La irrupción de lo anómalo en lo cotidiano suele cambiar nuestra perspectiva de las cosas. Fui a la sala de actos y exposiciones de Fnac, a presenciar el último de los tres debates que esta semana propuso Divertinajes.com. Decidimos que no lo íbamos a ver todo, sino sólo las presentaciones de cada editor y sus palabras antes de empezar la ronda de preguntas; me interesaba escuchar a los editores de Bartleby y Páginas de Espuma. Así que decidimos quedarnos de pie, al fondo. Me flanqueaban dos poetas amigos: Javier Vázquez y David González. Éste último ha venido a pasar unos días en Madrid. No había transcurrido mucho tiempo cuando algo distrajo mi atención.
Un hombre atravesó las cortinas de la entrada y permaneció en pie un rato, buscando con la mirada una silla libre pasa sentarse. Creo necesario describirlo.

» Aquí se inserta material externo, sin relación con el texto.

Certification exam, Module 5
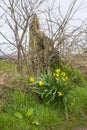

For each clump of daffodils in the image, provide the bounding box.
[53,69,68,81]
[29,68,72,118]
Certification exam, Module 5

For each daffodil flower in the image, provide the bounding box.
[39,81,44,86]
[29,77,34,83]
[58,92,63,97]
[55,69,60,73]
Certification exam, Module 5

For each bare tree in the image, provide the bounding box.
[0,0,44,71]
[0,0,87,75]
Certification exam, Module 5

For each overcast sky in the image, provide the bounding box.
[0,0,87,53]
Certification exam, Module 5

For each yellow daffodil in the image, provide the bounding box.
[53,73,56,76]
[39,81,44,86]
[58,92,63,97]
[29,77,34,83]
[55,69,60,73]
[55,78,59,81]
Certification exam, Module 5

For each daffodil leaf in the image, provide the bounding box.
[32,120,40,126]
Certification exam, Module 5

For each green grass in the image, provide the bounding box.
[0,87,87,130]
[0,61,87,130]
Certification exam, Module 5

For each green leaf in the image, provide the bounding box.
[15,112,23,119]
[26,108,33,117]
[32,120,40,126]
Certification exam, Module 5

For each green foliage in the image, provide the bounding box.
[62,66,86,87]
[28,69,73,116]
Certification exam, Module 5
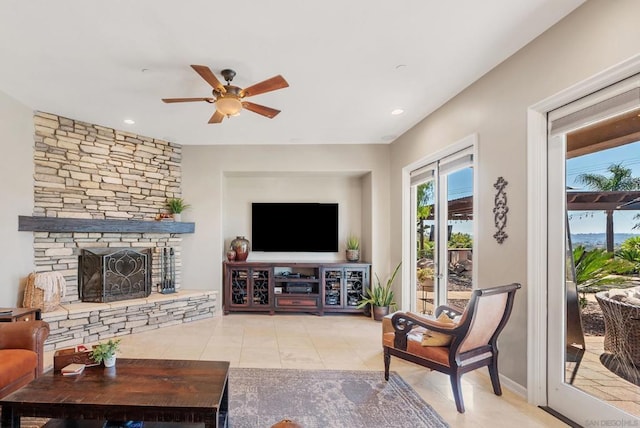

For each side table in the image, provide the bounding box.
[0,308,42,322]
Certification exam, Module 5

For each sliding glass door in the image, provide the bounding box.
[547,73,640,426]
[410,148,474,314]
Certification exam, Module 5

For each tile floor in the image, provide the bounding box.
[45,313,567,428]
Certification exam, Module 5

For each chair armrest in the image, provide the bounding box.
[391,312,462,336]
[436,305,462,318]
[0,321,49,376]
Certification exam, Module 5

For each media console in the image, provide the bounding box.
[223,262,371,315]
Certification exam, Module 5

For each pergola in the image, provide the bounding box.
[567,190,640,251]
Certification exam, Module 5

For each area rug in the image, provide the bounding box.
[229,368,449,428]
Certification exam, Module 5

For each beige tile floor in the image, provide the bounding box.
[45,313,567,428]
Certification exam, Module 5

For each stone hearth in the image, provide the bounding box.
[42,290,218,351]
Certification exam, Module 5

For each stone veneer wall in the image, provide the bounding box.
[33,112,182,303]
[42,290,218,351]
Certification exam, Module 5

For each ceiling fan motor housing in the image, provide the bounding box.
[220,68,236,83]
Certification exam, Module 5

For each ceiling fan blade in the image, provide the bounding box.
[191,65,227,94]
[162,98,215,103]
[240,74,289,97]
[242,101,280,119]
[209,110,224,123]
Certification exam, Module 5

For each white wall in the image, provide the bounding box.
[222,173,362,261]
[0,92,34,307]
[182,145,390,292]
[390,0,640,386]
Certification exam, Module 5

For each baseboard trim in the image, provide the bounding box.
[538,406,582,428]
[499,374,527,400]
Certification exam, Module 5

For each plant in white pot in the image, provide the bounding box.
[167,198,191,221]
[347,235,360,262]
[357,262,402,321]
[90,339,120,367]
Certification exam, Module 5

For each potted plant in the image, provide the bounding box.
[347,235,360,262]
[357,262,402,321]
[91,339,120,367]
[416,266,434,291]
[167,198,191,221]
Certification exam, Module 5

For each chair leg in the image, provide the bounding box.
[489,357,502,395]
[384,346,391,380]
[449,371,464,413]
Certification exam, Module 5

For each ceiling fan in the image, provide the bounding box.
[162,65,289,123]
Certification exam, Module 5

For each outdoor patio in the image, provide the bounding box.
[566,336,640,417]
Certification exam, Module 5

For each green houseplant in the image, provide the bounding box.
[91,339,120,367]
[357,262,402,321]
[347,235,360,262]
[167,198,191,221]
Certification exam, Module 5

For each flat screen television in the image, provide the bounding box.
[251,202,338,253]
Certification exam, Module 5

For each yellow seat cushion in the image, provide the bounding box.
[421,312,454,346]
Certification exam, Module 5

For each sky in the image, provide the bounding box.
[418,142,640,239]
[566,142,640,234]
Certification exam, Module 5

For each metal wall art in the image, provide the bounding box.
[493,177,509,244]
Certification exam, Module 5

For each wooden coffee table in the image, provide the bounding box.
[0,358,229,428]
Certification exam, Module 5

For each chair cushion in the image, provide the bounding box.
[0,349,38,388]
[421,312,454,346]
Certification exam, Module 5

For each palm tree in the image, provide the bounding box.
[416,181,433,258]
[576,163,640,252]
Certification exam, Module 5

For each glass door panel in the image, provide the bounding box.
[547,82,640,426]
[411,148,474,315]
[446,166,473,309]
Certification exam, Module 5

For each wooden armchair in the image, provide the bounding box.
[0,321,49,397]
[383,283,520,413]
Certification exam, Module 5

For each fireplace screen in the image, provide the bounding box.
[78,248,151,303]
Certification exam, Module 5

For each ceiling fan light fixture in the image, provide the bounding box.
[216,95,242,116]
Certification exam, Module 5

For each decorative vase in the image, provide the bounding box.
[372,305,389,321]
[102,354,116,367]
[231,236,249,262]
[347,250,360,262]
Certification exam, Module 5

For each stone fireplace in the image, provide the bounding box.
[26,112,217,350]
[30,112,182,303]
[78,248,152,303]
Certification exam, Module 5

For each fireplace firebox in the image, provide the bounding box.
[78,248,152,303]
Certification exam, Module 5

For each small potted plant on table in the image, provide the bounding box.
[347,235,360,262]
[91,339,120,367]
[167,198,191,221]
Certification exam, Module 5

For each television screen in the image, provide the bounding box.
[251,202,338,253]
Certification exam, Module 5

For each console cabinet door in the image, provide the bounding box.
[344,268,368,309]
[322,267,369,312]
[227,268,271,310]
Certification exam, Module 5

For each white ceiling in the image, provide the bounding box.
[0,0,584,145]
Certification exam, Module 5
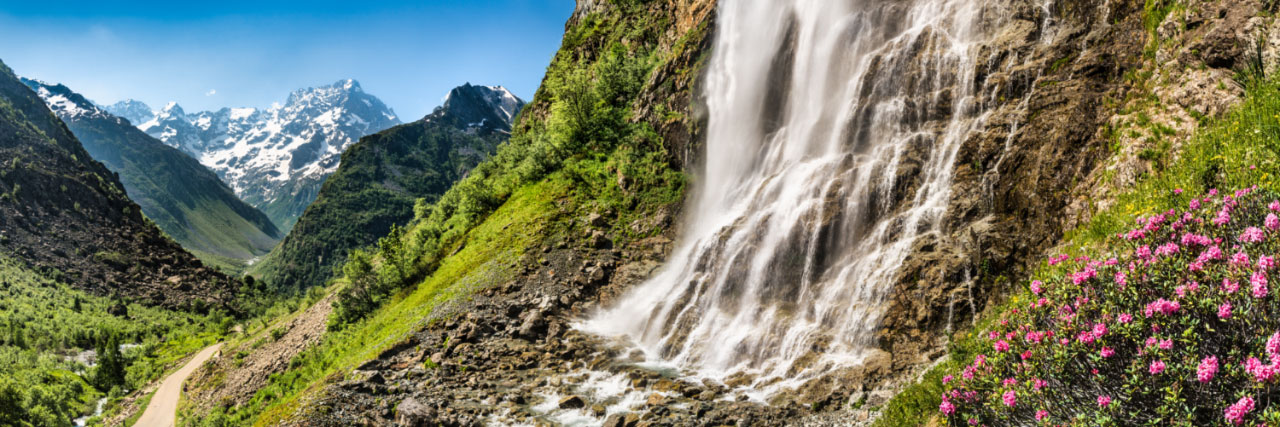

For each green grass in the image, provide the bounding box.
[0,257,221,426]
[189,1,705,426]
[876,65,1280,426]
[124,391,156,427]
[192,180,566,426]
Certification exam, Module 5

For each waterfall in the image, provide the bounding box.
[579,0,1029,394]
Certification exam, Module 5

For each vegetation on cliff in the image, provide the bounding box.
[191,1,705,424]
[0,257,232,426]
[879,54,1280,426]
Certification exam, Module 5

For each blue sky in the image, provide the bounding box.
[0,0,573,121]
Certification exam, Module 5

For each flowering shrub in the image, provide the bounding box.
[938,188,1280,426]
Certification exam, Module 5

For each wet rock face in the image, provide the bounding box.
[878,1,1146,371]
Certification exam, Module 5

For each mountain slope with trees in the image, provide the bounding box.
[0,59,232,307]
[23,79,280,268]
[251,83,525,290]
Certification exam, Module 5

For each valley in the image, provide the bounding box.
[0,0,1280,427]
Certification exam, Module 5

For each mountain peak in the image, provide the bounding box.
[333,78,362,92]
[19,77,105,118]
[426,82,525,132]
[101,98,156,125]
[160,101,187,115]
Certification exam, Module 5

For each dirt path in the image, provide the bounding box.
[133,343,223,427]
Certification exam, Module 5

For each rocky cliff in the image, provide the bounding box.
[23,79,280,262]
[133,79,401,230]
[250,84,525,290]
[0,59,230,307]
[180,0,1270,426]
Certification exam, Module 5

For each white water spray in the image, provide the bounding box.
[580,0,1044,395]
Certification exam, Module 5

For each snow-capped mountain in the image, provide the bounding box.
[20,78,282,260]
[100,100,156,125]
[138,79,401,230]
[20,78,109,119]
[424,83,525,133]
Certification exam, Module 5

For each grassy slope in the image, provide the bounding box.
[0,258,221,426]
[60,119,280,264]
[187,1,705,426]
[877,39,1280,426]
[250,116,504,291]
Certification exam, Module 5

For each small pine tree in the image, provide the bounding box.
[93,332,124,390]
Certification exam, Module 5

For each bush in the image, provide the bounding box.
[938,189,1280,426]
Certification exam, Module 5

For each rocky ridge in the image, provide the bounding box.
[0,58,230,308]
[23,79,280,260]
[250,83,525,290]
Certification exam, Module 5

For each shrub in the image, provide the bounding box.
[938,188,1280,426]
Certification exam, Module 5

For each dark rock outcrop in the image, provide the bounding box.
[0,58,232,308]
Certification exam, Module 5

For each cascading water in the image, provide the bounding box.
[580,0,1034,394]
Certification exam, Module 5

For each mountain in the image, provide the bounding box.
[251,83,525,290]
[139,79,401,230]
[99,100,156,125]
[23,79,282,267]
[0,59,230,307]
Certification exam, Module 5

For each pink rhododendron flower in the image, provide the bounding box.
[1231,251,1249,267]
[1224,396,1253,426]
[1244,357,1276,382]
[1001,390,1018,408]
[1196,245,1222,263]
[1222,279,1240,294]
[1249,271,1267,298]
[1196,355,1217,382]
[1143,298,1183,317]
[1236,226,1267,243]
[1213,210,1231,226]
[1147,361,1165,375]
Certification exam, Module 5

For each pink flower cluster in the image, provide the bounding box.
[938,189,1280,426]
[1224,396,1253,426]
[1143,298,1183,317]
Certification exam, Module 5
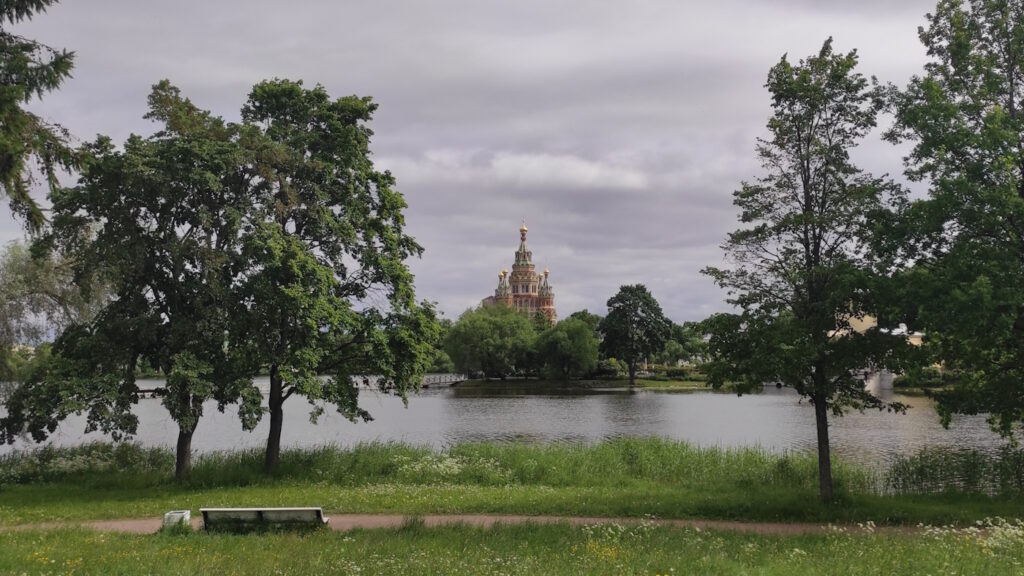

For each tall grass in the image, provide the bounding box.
[886,447,1024,495]
[0,438,1024,495]
[0,438,876,491]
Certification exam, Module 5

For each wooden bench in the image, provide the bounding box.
[199,507,328,530]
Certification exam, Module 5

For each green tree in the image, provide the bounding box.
[0,242,106,348]
[444,305,537,378]
[672,322,708,364]
[430,318,455,374]
[599,284,672,386]
[3,81,253,478]
[657,339,686,366]
[0,0,76,231]
[888,0,1024,436]
[705,39,907,501]
[229,80,437,469]
[569,308,601,333]
[536,318,597,380]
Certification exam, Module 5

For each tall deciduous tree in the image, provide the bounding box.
[0,0,76,231]
[705,39,907,501]
[230,80,438,469]
[599,284,672,386]
[444,305,537,378]
[3,81,253,478]
[889,0,1024,436]
[536,318,597,379]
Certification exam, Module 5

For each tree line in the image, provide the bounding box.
[437,284,703,385]
[705,0,1024,501]
[6,0,1024,500]
[0,0,438,478]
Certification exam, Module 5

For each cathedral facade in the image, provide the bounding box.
[482,222,558,324]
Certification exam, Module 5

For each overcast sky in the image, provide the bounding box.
[0,0,935,321]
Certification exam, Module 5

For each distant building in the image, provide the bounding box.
[482,222,558,323]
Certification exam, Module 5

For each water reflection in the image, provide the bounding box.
[0,377,1005,464]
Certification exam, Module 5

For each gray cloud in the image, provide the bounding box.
[0,0,934,321]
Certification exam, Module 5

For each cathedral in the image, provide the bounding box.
[482,222,558,323]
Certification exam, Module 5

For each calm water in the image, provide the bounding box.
[0,382,1005,464]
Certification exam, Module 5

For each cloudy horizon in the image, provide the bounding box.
[0,0,935,322]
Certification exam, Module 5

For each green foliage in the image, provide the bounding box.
[2,81,251,475]
[887,0,1024,436]
[536,317,597,380]
[229,80,438,468]
[599,284,672,384]
[0,0,77,232]
[444,305,537,378]
[566,310,601,332]
[893,366,964,389]
[6,439,1024,526]
[703,39,910,500]
[0,243,106,347]
[886,446,1024,495]
[3,80,438,469]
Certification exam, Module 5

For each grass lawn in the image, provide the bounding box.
[0,521,1024,576]
[0,439,1024,526]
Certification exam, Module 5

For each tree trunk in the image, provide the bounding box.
[811,394,833,503]
[174,425,196,480]
[263,364,285,472]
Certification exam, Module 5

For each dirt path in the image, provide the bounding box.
[6,513,916,535]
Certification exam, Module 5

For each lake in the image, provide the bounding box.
[0,380,1006,465]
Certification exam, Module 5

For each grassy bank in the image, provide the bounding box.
[0,439,1024,525]
[0,522,1024,576]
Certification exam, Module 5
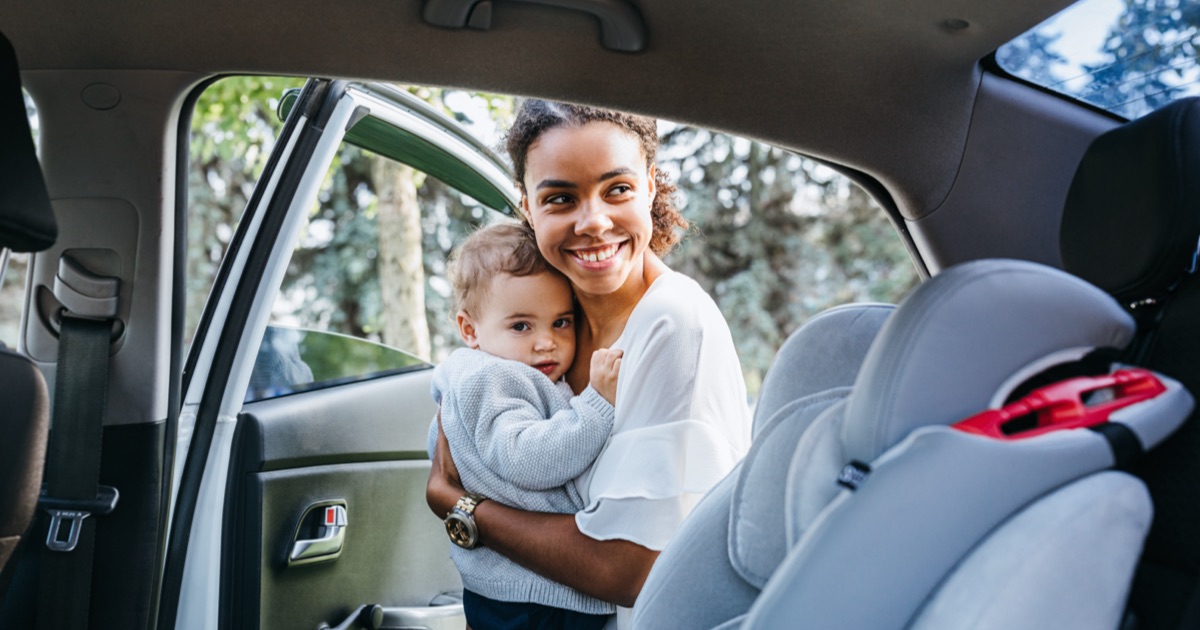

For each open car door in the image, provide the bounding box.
[158,79,517,629]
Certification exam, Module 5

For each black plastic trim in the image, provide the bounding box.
[1090,422,1146,470]
[979,50,1129,122]
[142,71,224,628]
[157,79,344,630]
[830,158,930,281]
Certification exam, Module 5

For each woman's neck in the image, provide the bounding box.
[576,250,670,349]
[566,251,670,394]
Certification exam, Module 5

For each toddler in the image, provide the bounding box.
[430,223,620,630]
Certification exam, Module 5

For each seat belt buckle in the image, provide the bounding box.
[37,486,121,552]
[950,367,1166,440]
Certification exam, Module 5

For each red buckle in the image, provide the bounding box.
[950,368,1166,440]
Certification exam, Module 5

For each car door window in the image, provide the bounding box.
[188,77,511,402]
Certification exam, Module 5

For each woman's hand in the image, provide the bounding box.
[425,410,467,518]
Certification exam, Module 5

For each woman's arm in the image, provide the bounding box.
[425,412,659,607]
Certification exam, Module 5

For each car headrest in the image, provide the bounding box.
[842,259,1134,462]
[1058,98,1200,304]
[0,28,59,252]
[754,304,895,437]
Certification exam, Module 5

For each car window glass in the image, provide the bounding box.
[996,0,1200,119]
[188,78,918,397]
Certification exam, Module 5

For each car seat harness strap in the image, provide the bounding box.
[37,257,120,628]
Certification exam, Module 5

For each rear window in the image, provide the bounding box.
[996,0,1200,119]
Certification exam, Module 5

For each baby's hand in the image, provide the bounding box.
[590,348,624,404]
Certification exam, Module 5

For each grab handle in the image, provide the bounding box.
[421,0,646,53]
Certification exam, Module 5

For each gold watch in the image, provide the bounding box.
[444,492,487,550]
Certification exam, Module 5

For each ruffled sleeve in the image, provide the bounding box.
[575,274,750,550]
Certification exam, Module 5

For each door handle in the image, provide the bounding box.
[288,502,347,566]
[317,601,467,630]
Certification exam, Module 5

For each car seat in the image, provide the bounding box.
[634,260,1192,629]
[0,29,58,573]
[635,304,894,628]
[1060,98,1200,629]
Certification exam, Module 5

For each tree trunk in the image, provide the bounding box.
[371,158,431,360]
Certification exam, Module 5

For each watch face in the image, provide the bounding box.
[445,510,478,550]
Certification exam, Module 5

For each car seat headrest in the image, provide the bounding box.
[0,34,59,252]
[1058,98,1200,304]
[754,304,895,437]
[842,259,1134,462]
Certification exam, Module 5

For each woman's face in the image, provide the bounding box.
[522,122,654,301]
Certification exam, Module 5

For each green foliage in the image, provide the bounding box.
[188,77,917,392]
[185,77,304,338]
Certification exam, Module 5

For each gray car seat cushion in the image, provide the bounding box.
[728,388,850,588]
[754,304,895,439]
[632,466,758,628]
[634,304,894,628]
[842,260,1134,462]
[0,28,59,252]
[748,425,1112,629]
[1060,98,1200,302]
[912,472,1152,630]
[746,260,1193,629]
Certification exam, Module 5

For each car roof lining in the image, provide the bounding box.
[0,0,1084,215]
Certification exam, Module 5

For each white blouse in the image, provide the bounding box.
[575,272,750,551]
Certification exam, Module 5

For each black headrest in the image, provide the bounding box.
[1058,98,1200,304]
[0,28,59,252]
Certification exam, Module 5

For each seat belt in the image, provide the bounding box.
[37,256,120,629]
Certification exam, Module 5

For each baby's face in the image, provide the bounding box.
[461,274,575,380]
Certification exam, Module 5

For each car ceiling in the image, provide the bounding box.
[0,0,1070,215]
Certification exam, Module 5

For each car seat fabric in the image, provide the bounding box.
[634,305,894,628]
[1060,98,1200,304]
[0,349,49,568]
[0,27,58,585]
[744,260,1193,628]
[1060,98,1200,629]
[911,470,1152,630]
[752,304,895,438]
[0,28,59,252]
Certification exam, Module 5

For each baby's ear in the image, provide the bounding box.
[455,311,479,350]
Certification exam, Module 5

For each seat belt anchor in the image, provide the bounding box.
[37,486,121,552]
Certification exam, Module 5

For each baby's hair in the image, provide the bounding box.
[450,223,562,317]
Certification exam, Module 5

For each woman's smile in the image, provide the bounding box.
[523,122,655,295]
[566,241,628,270]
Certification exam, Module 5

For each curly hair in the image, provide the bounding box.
[504,98,688,256]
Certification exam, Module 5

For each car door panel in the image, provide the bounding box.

Vestía unos pantalones oscuros y una guerrera militar, de camuflaje, como esas que en las películas acostumbran a utilizar los veteranos de Vietnam que no están del todo en sus cabales. En bandolera le colgaba un pequeño bolso. El rostro era un poco enjuto y mezquino, entreverado de arrugas y con la escolta de dos gruesas patillas. Llevaba el pelo peinado con raya a un lado, y el flequillo muy pegado al cráneo, muy tieso, con una mezcla de grasa y suciedad que le confería un aspecto bandolero y patibulario. Se parecía a esos hombres solitarios y melancólicos que a veces vemos en la barra de las tabernas de barrio, bebiéndose una copa de anís y jugueteando con un palillo mientras se preguntan a dónde se ha ido todo, qué han hecho con su vida. De su mano derecha colgaba una bolsa de viaje, casi tan grande como una maleta, con la tela repujada de adornos y florecillas de colores que no encajaban con los rasgos duros del personaje ni con su indumentaria guerrera. Un par de minutos después, tras escudriñar los asientos, encontró una silla libre, avanzó por el pasillo, dejó la bolsa grande de motivos florales en el suelo y se sentó. Antes de emprender esas resoluciones, estuve fijándome en el tipo. Entonces le dije a David que recordaba sus ropas y sus rasgos. Hice memoria. Me resultaba familiar de la calle: lo había visto por ahí, mendigando o vendiendo baratijas para ganarse la vida, o durmiendo en un banco. Estoy convencido de haberlo visto antes, porque no suelo olvidar las caras de los desesperados, pero no le asigno un lugar. Sin duda, era un individuo que vivía en la calle. Nos preguntábamos qué hacía allí, en un debate de editores independientes.
David se fijó en el maletón o la bolsa, que tenía aspecto de pesar una tonelada, y dijo, en un tono entre la sorna y la curiosidad: “¿Qué llevará ahí? ¿Quizá un manuscrito?” Le respondí que lo había visto alguna vez, mendigando o tirado en la calle, y él concluyó que el hombre habría entrado buscando calor, huyendo del frío. Pero, a partir de esas dos preguntas, mi imaginación empezó a volar. ¿Y si, en verdad, fuera un vagabundo que escribía largos y farragosos diarios y anotaciones e iba amontonando su novela en resmas de papel, manchadas de café y vino barato? ¿Y si sólo buscaba una respuesta, un editor, una salida? No les parezca raro: en el libro de crónicas “El secreto de Joe Gould”, el reportero Joseph Mitchell cuenta la historia verídica de un mendigo de Nueva York que escribía una larguísima e inverosímil historia de las gentes de la calle y dejaba las libretas y los cuadernos en las casas de sus amigos. Cuando terminaron las presentaciones, nos fuimos. Además, yo estaba distraído, porque lo anómalo (el misterioso hombre) había roto lo cotidiano. Entré para oír algo sobre literatura, pero me fui con una historia literaria.